It is not our task here to trace the history of translations in Italy, Spain, Portugal, Hungary, and elsewhere. It is to a large extent a history of enthusiasm, devotion, and martyrdom, and at the same time of failure and oppression. Wherever the so-called Counter-Reformation, started by the Jesuits, gained hold of the people, the vernacular was suppressed and the Bible kept from the laity. So eager were the Jesuits to destroy the authority of the Bible—the paper pope of the Protestants, as they contemptuously called it—that they even did not refrain from criticising its genuineness and historical value.
To sum up: it was the Bible which trained printers and translators and thereby made a noble contribution to modern civilisation and literature; on the other hand, it was printing and translating which made it possible for the Bible to become the popular book that ruled daily life.
VII
THE BIBLE RULES DAILY LIFE (1550-1850)
The Reformation gave the Bible a new position—not that there had been no Bible before, nor that the Bible had had no influence.
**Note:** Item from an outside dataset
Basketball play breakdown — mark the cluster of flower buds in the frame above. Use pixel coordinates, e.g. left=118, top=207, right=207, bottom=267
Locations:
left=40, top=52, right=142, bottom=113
We have seen that there were numbers of Bibles, in Latin as well as in the vernacular, and that the Bible had been one of the foundations of mediæval civilisation, yet it was only by Luther's translation and the other versions made on his model that the Bible became a really popular book, and it was only by the Reformation that the Bible was established as the authority for daily life in a modern, that is, non-ascetic, sense.
The two points insisted on by all the reformers were, first, that the Bible is perspicuous, that is, that every reader can by himself find out in his Bible what is essential for salvation; and, secondly, that the Bible is sufficient. The Christian does not need anything else; the Bible tells him everything which he requires—of course in its own domain, religion, or, to use the language of that time, the "doctrine of salvation." By the Reformation the Bible got rid of all its rivals, such as tradition, Apocrypha, legend, canon law, and so on. It is wonderful to see—and I doubt if modern Christianity has realised the fact in all its importance—how by the preaching of the reformers all these things, which hitherto had been thought of as integral parts of Christianity, simply fell away. No cult of the saints, no adoration of their images, no legends, no fancy, no merriment connected with religion, but the pure Bible and the stern doctrine of it and the austere attitude of Puritanism corresponding to it were now uppermost. Nay, the letter of the Bible was binding in a stricter sense than it had ever been before. Catholicism made it possible to mitigate the strictness by allegorical interpretation; Protestantism insisted upon taking the Bible in its literal sense. There was now no way of escape; a man had to take whatever the Bible said or refuse the Bible altogether. In principle the mystery had gone; the Bible was plain and made itself understood.
It was the literal sense, as established by lexicon and grammar, which was to be followed. This caused the reformers to encourage and facilitate the study of the original languages of the Bible. When they tried to improve the grammar-schools and to found as many new ones as possible, it was not so much the humanistic delight in the classical languages as the desire to secure a sure knowledge of Greek and Hebrew which might enable a boy to read and to interpret the Bible. It is evident from many utterances both of Luther and Calvin that their aim in all their school work was to provide good preachers of the true gospel, or good teachers of the genuine doctrine of the Bible.
To be sure, there are differences of character, both personal and national, between the two great reformers, which account for a somewhat different development of their churches. In Luther's piety the joyful experience of salvation brings in a happy note; the children of God praise his love and grace. In Calvin's devotion the feeling prevails that God's majesty is above all creatures and that his holy will is the supreme rule for our life. Religion with Luther is bright and cheerful, whereas with Calvin it has a darker tinge. But both are building on the same foundation and with the same end in view: from salvation to salvation, from grace to grace. The difference is but one of attitude toward the present life.